Values are mean [LL of 95% confidence interval − UL of 95% confidence interval].

α indicates p < 0.05 between controls and priorMI-DM. Ψ indicates p < 0.05 between controls and noMI-DM. Ω indicates p < 0.05 between priorMI-DM and noMI-DM.

ANOVA, analysis of variance; bpm, beats per minute; BP, blood pressure; CMR, cardiovascular magnetic resonance; g, gram; g/m², gram per square metre of body surface area; LGE, late gadolinium enhancement; LL, lower limit; LV, left ventricular; MBF, myocardial blood flow; min, minute; ml, millilitre; ml/m², millilitres per square metre of body surface area; mmHg, millimetres of mercury; RPP, rate pressure product; UL, upper limit.

There were no significant differences in BP, diabetes duration, treatment or HbA1c between the two diabetes groups. Participants from all three groups demonstrated a similar increase in rate pressure product during adenosine stress. When compared to controls, both diabetes groups showed similar reductions in LVEF (Table 1). Biventricular volumes, rest MBF and myocardial perfusion reserve were similar across the groups. Stress MBF was significantly decreased in the remote myocardium zone in priorMI-DM group while global stress MBF was not significantly decreased in either diabetes groups [remote zone priorMI-DM 1.7 (1.4–1.8) versus global noMI-DM 1.8 (1.7–1.9) versus global HV 1.9 (1.7–2) ml/g/min, p = 0.1]. The remoteECV and the globalECV were similar in priorMI-DM group and these were significantly increased compared to noMI-DM and HV groups [remote zone priorMI-DM 26 (25–28) versus global noMI-DM 23 (22–23) versus global HV 24 (23–25)%, p = 0.002].

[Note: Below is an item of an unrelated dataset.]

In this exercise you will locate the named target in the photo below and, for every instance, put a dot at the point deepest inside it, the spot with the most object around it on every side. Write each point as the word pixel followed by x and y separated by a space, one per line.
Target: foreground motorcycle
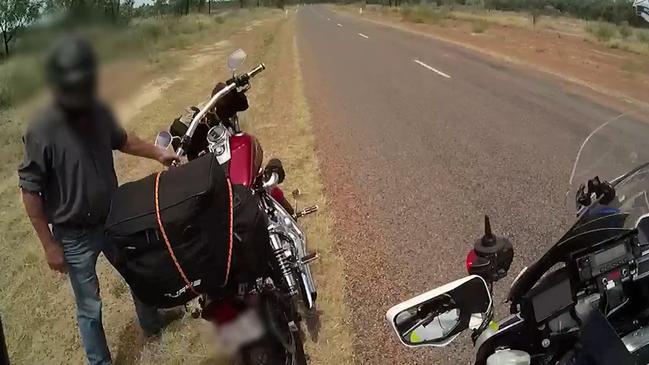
pixel 271 304
pixel 586 300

The remoteECV correlated with infarct size (r = 0.66, p = 0.001). In the priorMI-DM group, only the infarct size correlated with the GLS (r = −0.4, p = 0.005), not the HbA1c. However, there was an inverse correlation between the HbA1c and the GLS in noMI-DM group (r = −0.3, p = 0.03).

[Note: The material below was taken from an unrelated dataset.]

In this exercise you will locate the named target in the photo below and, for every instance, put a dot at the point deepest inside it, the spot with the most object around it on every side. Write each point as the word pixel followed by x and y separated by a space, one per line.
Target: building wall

In conclusion, diabetes patients exhibit significant alterations in LVEF and GLS even in the absence of prior MI. PriorMI-DM patients show significant alterations in remote myocardial zone with lower circumferential strain and stress MBF, and higher ECV than noMI-DM group, even in patients who have received full revascularization. In priorMI-DM patients, the infarct size correlated significantly with global contractile function; however, HbA1c correlated with GLS only in noMI-DM patients. Hence, poor glycemic control may more strongly underpin myocardial function in diabetes patients without prior MI, whereas other factors appear to be more important in the context of prior MI and primary prevention of ischaemic heart disease risk remains an important goal in diabetes.